Qwen2.5-Math family — math-tuned base for many open reproductions; not itself a reasoning model.
QwQ-32B-Preview (2024-11): early open reasoner predating R1.
Qwen3 (2025+) reasoning variants.

Status: 🟢 open. Frequently used as a base in open RLVR work; appears in notebooks 01–04.

Alibaba / Tongyi reasoning models

Several reasoning-mode variants of the Tongyi family in 2025–2026; treated as the Qwen sibling here.

Open R1 reproductions

HuggingFace Open-R1 project (2025): open-source R1 recipe reproduction.
SimpleRL (2025): minimal open RLVR.
Open-Reasoner-Zero (2025): another open R1-Zero-style reproduction.
verl (Volcano Engine RL library, 2024–2025): RL framework heavily used for R1 reproductions.

Status: 🟢 open. Listed in Chapter 5.

Tülu / AI2

Tülu 3 (2024-11): open post-training including RLVR. The earliest named RLVR recipe.
Tülu 3.5 and successors.

Status: 🟢 open.

Mistral reasoning variants

Mistral has released several reasoning-tuned models in 2025; the lineage is less consolidated than DeepSeek/Qwen and is treated paper-by-paper.

Formal-proof systems (a separate clade)

DeepMind AlphaProof + AlphaGeometry 2

AlphaProof: pretrained LM + AlphaZero-style RL over Lean 4 proofs.
AlphaGeometry 2: geometry-specialized formal prover.
IMO 2024: 4/6 problems, silver-medal threshold.
Nature methodology paper, Nov 2025.

Cited in Chapter 4 as the regime where explicit search and RL are complementary, not competing.

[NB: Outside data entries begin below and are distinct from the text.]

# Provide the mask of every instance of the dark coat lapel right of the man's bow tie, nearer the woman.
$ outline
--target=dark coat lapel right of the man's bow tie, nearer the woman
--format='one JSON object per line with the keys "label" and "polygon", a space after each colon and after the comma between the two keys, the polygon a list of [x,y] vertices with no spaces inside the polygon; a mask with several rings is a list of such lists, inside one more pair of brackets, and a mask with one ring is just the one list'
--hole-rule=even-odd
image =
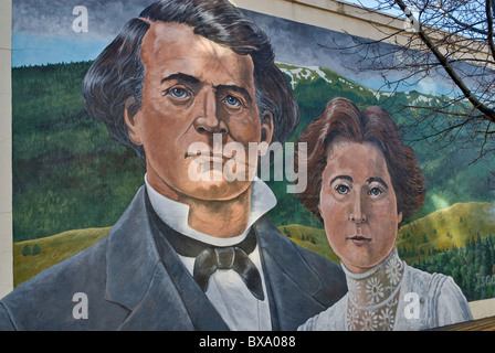
{"label": "dark coat lapel right of the man's bow tie, nearer the woman", "polygon": [[294,243],[265,217],[256,223],[267,282],[273,330],[291,331],[326,309],[314,296],[322,281]]}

Other formal-proof RL systems

Several 2025 follow-ups on Lean / Coq with RL and tree search; tracked under WANTED.md.

How to use this catalog

A paper citing “R1” without further qualification usually means the full SFT+RL pipeline R1, not R1-Zero. When R1-Zero is meant, the paper says so.
“o1” without a year typically refers to the initial 2024-09 model; “o3” to the 2024-12-announcement / 2025-rollout successor.
“Claude with thinking” is post-3.5; before that, Claude’s CoT was implicit / chat-only.
“Reasoning model” in this list’s prose means an RL-trained, long-CoT-emitting model in the family above. We do not call a base instruct model a “reasoning model” even if it does CoT prompting.

What this catalog deliberately omits

Performance numbers (those live in tracker/benchmarks.md).
Architectural details when not load-bearing for the methodology story.
Pre-2024 chain-of-thought-prompted models (those are not reasoning models in the post-o1 sense).
Models without published methodology and without a public release (we have nothing to say about them).

Filed 2026-05-14. Update as the field’s families consolidate or split. PR-friendly.